Cysteine pattern barcoding-based dataset filtration enhances the machine learning-assisted interpretation of Conus venom peptide therapeutics.
Journal:
PloS one
Published Date:
Jul 11, 2025
Abstract
Crude cone snail venom is a rich source of bioactive compounds with significant therapeutic potential. In this study, we conducted a comprehensive analysis of 5,985 cone snail peptides across 82 Conus species to identify unique cysteine (Cys) patterns and associated frameworks. The classification of these Cys patterns, based on conserved framework combinations, enabled the generation of species-level pattern barcodes. These barcodes were then evaluated to assess the species correlations of individual sequences. By analyzing 151 known Conus peptide PDB files, we computed Cys disulfide linkages to assess overall stability profiles. Incorporating barcode data allowed us to filter the dataset and prepare it for machine learning (ML) processing. Random Forest (RF) modeling, a supervised learning technique, was used to predict the therapeutic potential of venom peptides. Feature extraction was based on known venom-derived approved peptide-based drugs. The dataset was split into a 70:30 train-test ratio.
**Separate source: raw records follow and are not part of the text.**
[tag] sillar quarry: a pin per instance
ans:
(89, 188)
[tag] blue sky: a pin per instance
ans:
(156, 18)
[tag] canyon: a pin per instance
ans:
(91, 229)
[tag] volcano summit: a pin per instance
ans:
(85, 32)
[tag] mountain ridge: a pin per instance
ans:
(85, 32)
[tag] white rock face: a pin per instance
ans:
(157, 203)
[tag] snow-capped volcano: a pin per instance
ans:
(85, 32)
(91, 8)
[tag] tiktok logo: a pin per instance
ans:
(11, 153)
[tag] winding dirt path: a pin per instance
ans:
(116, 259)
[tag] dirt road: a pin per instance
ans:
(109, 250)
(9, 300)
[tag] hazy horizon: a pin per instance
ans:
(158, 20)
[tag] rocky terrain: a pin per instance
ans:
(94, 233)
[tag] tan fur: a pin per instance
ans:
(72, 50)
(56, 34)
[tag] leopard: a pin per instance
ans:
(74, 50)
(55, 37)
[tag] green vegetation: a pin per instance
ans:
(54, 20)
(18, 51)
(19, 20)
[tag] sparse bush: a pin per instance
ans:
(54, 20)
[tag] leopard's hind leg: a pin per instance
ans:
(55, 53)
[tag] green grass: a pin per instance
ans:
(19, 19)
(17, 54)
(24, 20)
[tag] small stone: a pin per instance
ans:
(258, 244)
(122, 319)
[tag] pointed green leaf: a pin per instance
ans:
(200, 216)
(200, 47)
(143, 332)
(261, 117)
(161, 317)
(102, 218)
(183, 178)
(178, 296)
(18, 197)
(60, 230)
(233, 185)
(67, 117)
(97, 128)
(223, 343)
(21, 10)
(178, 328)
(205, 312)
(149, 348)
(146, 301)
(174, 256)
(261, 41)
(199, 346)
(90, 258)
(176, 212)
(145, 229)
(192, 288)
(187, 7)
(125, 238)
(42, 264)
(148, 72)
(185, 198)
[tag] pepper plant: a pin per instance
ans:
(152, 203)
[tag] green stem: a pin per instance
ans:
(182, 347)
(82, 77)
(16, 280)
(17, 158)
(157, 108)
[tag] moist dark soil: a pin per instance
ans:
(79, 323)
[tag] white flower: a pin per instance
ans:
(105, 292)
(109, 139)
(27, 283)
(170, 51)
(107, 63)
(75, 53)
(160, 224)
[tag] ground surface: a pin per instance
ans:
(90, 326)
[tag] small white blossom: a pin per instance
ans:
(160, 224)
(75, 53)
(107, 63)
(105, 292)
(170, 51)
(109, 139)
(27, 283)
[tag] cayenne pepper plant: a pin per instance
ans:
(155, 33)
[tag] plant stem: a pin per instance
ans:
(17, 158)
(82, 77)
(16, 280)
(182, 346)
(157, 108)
A total of 6,430 peptides (5,985 from cone snails and 445 from other venomous species) were used to evaluate model prediction capability. The proposed model achieved ideal accuracy (90.48%) in peptide therapeutic classification. Subsequent model outputs underwent further structural and binding pattern analysis against known targets, revealing significant similarities between the binding patterns of approved and novel peptides. The model's performance could be further enhanced by incorporating additional datasets and optimizing feature selection, potentially broadening its applicability to larger peptide datasets. Overall, this study underscores the potential of ML in advancing pharmacological research on diverse venom peptides.